Liz – KERRYON JOHNSON (81.5 ADP, RB35). Previous to Friday, I had planned to use this space to lay out the electric ascent of Derrius Guice. Since he’ll be forced to sit out all of 2018, however, I’ve climbed aboard the increasingly crowded Johnson bandwagon. Despite possessing power, burst, and vision, the Auburn product drew criticism from scouts for an upright running style and less-than-thrilling measurables. While the 21-year-old needs to improve his pad level, the rest of his game has exceeded expectations.
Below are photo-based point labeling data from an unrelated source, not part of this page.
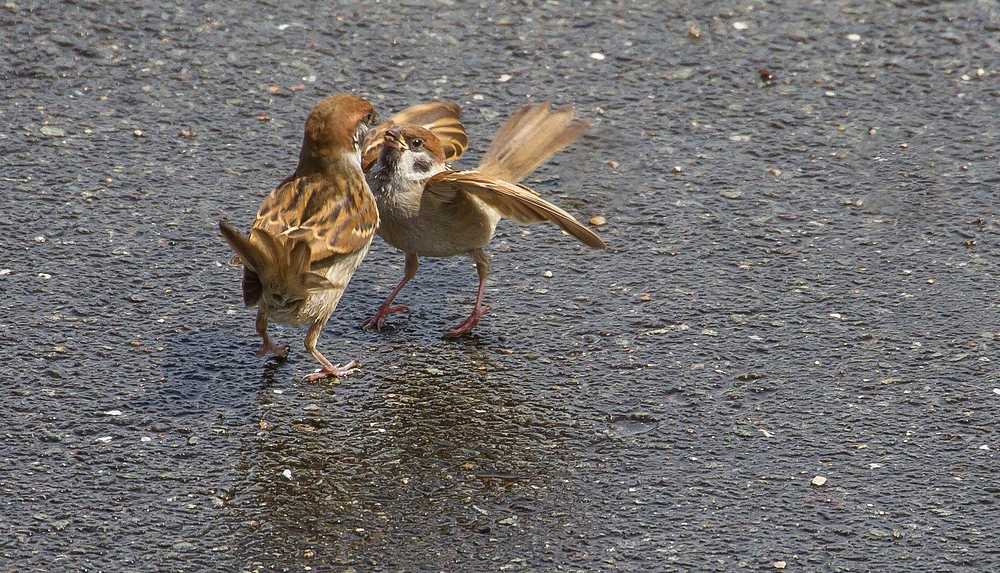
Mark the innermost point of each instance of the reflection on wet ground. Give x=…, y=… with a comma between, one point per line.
x=787, y=357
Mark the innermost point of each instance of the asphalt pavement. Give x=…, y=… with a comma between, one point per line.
x=786, y=360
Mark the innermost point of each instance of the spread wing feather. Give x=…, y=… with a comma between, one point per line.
x=515, y=202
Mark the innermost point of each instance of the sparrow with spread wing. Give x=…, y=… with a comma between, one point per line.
x=312, y=231
x=428, y=209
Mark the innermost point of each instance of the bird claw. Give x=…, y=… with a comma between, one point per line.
x=466, y=326
x=378, y=321
x=336, y=371
x=276, y=350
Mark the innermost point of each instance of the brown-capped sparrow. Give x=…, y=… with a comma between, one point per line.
x=428, y=209
x=312, y=231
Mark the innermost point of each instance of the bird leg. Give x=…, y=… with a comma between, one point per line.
x=385, y=309
x=478, y=311
x=328, y=369
x=268, y=346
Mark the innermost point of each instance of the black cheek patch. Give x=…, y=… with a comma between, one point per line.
x=422, y=164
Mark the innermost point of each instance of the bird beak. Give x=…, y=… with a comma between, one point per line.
x=394, y=140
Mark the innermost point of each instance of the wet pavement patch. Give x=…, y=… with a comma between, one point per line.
x=785, y=360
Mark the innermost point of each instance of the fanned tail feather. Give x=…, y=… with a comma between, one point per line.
x=531, y=136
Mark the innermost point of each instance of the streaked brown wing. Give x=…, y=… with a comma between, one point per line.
x=515, y=202
x=440, y=118
x=332, y=216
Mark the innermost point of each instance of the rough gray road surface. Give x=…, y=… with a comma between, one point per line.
x=801, y=284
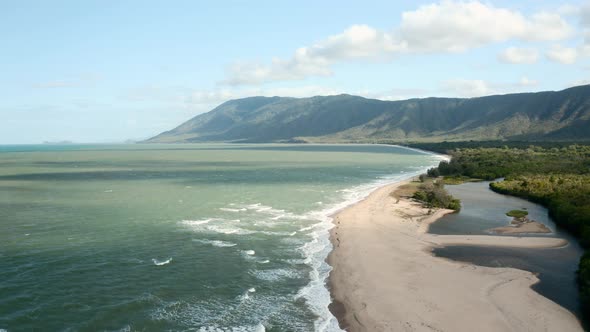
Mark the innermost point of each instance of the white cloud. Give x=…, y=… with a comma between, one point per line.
x=208, y=97
x=356, y=42
x=448, y=26
x=578, y=82
x=519, y=55
x=477, y=88
x=526, y=82
x=467, y=88
x=561, y=54
x=457, y=26
x=81, y=80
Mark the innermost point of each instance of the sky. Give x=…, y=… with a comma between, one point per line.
x=110, y=71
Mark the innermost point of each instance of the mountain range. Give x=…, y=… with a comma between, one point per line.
x=550, y=115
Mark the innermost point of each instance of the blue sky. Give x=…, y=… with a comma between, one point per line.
x=107, y=71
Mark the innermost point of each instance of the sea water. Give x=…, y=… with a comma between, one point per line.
x=178, y=237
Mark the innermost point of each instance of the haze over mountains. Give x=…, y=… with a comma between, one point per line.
x=561, y=115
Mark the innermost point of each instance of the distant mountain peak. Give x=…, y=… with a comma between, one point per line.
x=556, y=115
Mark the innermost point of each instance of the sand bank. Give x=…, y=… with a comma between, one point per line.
x=386, y=279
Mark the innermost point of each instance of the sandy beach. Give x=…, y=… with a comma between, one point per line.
x=385, y=278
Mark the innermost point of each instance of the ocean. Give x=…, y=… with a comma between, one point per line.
x=199, y=237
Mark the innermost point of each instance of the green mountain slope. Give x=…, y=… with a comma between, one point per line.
x=561, y=115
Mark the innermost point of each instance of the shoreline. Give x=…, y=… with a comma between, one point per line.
x=384, y=276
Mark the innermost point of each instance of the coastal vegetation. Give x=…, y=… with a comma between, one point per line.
x=557, y=177
x=433, y=194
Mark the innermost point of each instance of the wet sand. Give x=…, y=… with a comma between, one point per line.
x=385, y=277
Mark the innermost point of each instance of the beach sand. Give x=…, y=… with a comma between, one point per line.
x=385, y=278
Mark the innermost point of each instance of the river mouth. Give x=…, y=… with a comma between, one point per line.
x=483, y=209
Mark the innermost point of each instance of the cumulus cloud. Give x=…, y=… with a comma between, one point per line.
x=518, y=55
x=356, y=42
x=476, y=88
x=81, y=80
x=561, y=54
x=467, y=88
x=526, y=82
x=208, y=97
x=448, y=26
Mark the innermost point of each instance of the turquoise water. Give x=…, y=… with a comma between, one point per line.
x=178, y=237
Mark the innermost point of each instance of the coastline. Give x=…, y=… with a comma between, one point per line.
x=384, y=276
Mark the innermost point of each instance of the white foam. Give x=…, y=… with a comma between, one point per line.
x=315, y=293
x=216, y=243
x=257, y=328
x=196, y=222
x=160, y=263
x=228, y=229
x=232, y=209
x=276, y=274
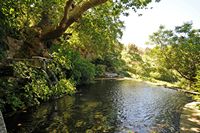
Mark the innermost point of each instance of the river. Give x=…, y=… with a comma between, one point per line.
x=110, y=106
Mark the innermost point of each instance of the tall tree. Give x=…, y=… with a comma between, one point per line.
x=178, y=49
x=41, y=22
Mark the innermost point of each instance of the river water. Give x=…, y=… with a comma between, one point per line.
x=109, y=106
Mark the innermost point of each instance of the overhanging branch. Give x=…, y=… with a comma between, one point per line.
x=70, y=16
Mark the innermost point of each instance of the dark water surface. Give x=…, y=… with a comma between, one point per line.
x=109, y=106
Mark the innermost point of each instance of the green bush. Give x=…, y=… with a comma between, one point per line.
x=83, y=70
x=100, y=70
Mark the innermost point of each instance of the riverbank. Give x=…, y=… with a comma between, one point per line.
x=2, y=124
x=190, y=118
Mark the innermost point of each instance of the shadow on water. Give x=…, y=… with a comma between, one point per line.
x=106, y=106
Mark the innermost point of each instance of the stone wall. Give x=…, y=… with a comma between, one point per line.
x=2, y=124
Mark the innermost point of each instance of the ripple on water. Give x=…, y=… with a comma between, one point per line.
x=107, y=106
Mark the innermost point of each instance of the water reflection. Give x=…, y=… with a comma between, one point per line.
x=106, y=106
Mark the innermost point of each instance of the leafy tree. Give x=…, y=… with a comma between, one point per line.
x=178, y=49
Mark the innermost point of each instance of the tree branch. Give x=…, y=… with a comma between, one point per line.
x=70, y=16
x=66, y=11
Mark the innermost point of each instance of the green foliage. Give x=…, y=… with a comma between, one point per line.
x=178, y=50
x=197, y=84
x=83, y=70
x=100, y=70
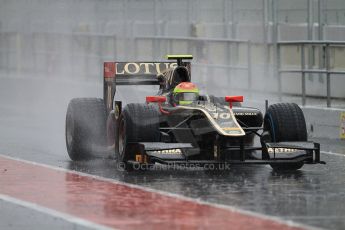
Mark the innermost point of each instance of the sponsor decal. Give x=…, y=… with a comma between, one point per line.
x=139, y=158
x=150, y=68
x=282, y=150
x=169, y=151
x=342, y=125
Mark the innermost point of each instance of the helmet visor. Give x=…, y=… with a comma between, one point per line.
x=186, y=97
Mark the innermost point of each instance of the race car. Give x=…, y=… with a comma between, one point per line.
x=177, y=125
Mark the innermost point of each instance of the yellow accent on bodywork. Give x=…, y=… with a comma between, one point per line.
x=178, y=56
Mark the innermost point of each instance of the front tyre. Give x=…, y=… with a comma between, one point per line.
x=85, y=128
x=285, y=122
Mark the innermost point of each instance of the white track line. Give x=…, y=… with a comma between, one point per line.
x=333, y=154
x=51, y=212
x=225, y=207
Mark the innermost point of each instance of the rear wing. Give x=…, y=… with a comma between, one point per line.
x=131, y=73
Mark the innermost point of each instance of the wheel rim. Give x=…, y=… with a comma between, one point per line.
x=69, y=131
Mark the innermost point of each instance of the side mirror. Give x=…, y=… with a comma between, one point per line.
x=232, y=99
x=155, y=99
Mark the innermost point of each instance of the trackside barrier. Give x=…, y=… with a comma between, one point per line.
x=325, y=68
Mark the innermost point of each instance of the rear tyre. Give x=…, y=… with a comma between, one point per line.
x=85, y=128
x=285, y=122
x=137, y=123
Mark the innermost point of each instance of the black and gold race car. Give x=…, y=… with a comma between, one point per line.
x=203, y=130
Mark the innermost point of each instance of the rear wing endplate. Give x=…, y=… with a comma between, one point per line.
x=130, y=73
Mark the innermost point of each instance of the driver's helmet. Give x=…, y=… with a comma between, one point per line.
x=185, y=93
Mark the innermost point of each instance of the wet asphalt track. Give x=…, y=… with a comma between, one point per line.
x=32, y=128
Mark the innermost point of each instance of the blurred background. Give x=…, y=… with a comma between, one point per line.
x=276, y=47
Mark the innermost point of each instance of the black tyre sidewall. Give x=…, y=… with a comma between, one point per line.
x=85, y=130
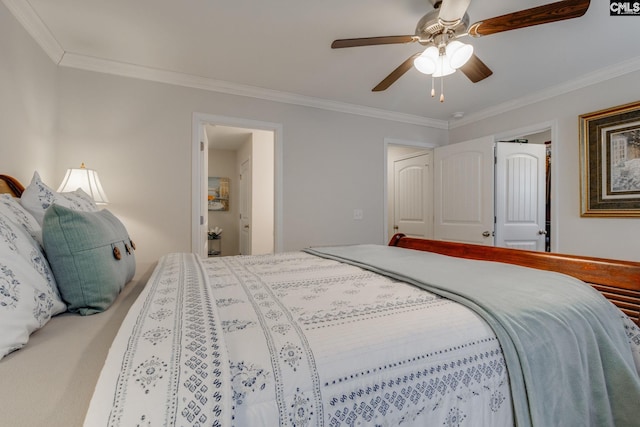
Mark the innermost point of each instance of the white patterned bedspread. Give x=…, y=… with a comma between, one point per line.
x=296, y=340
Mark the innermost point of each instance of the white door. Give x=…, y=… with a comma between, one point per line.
x=520, y=196
x=204, y=207
x=413, y=196
x=245, y=207
x=463, y=192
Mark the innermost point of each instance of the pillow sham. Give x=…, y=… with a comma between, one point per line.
x=12, y=209
x=37, y=197
x=28, y=292
x=91, y=255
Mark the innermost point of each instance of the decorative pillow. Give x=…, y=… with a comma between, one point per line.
x=12, y=209
x=37, y=197
x=28, y=292
x=91, y=255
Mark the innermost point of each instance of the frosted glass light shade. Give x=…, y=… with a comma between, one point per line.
x=458, y=53
x=88, y=180
x=427, y=62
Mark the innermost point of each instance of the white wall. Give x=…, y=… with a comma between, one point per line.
x=137, y=134
x=603, y=237
x=27, y=104
x=262, y=193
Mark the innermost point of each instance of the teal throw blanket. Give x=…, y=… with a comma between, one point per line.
x=569, y=361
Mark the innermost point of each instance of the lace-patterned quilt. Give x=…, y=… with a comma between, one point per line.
x=297, y=340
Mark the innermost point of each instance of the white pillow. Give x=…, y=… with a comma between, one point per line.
x=37, y=197
x=12, y=209
x=28, y=292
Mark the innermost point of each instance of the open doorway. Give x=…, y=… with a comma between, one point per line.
x=222, y=147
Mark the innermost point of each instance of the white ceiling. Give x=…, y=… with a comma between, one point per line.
x=280, y=49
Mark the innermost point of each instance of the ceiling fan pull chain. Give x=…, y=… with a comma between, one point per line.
x=442, y=79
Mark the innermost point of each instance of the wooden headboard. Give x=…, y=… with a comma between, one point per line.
x=618, y=281
x=10, y=185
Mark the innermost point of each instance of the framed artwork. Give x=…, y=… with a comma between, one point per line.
x=610, y=162
x=218, y=194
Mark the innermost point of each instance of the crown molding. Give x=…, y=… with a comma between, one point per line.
x=83, y=62
x=598, y=76
x=29, y=19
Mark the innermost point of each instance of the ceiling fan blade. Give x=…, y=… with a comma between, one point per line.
x=396, y=74
x=552, y=12
x=475, y=69
x=372, y=41
x=452, y=11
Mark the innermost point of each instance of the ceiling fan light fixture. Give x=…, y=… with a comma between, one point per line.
x=427, y=63
x=458, y=53
x=443, y=67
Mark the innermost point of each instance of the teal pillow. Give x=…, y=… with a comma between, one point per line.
x=91, y=255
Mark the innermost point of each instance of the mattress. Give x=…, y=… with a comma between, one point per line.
x=50, y=381
x=295, y=339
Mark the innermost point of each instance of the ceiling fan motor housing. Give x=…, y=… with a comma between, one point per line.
x=430, y=26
Since Lions’ training camp opened late last month, Johnson has impressed. From showing well in pass pro to doubling as a receiver, the second-round pick has demonstrated a solid three-down skill set. He continued to raise eyebrows during the team’s preseason debut, tripping up defenders with a series of quick cuts, spin moves, and stiff arms. Assuming rookie C Frank Ragnow continues to perform and that LT Taylor Deckler stays heathy, Johnson could blast through plenty of holes come September.
He’ll lose a few goal line looks to LeGarrette Blount and some receptions to Theo Riddick, but with fresh legs and an abundance of talent, Johnson’s opportunities only figure to grow. He’s currently my RB27, but I could definitely see a scenario in which he finishes inside of the top-fifteen players at the position.
Dalton – REX BURKHEAD (75.93 ADP, RB33). I claimed Burkhead as my breakout pick here before Sony Michel came down with a knee injury that will cost the rookie the rest of the preseason, and since then his ADP has skyrocketed. Still, this just means Burkhead’s draft price is inching closer to what it always should have been, as he’s primed for a career-year in 2018.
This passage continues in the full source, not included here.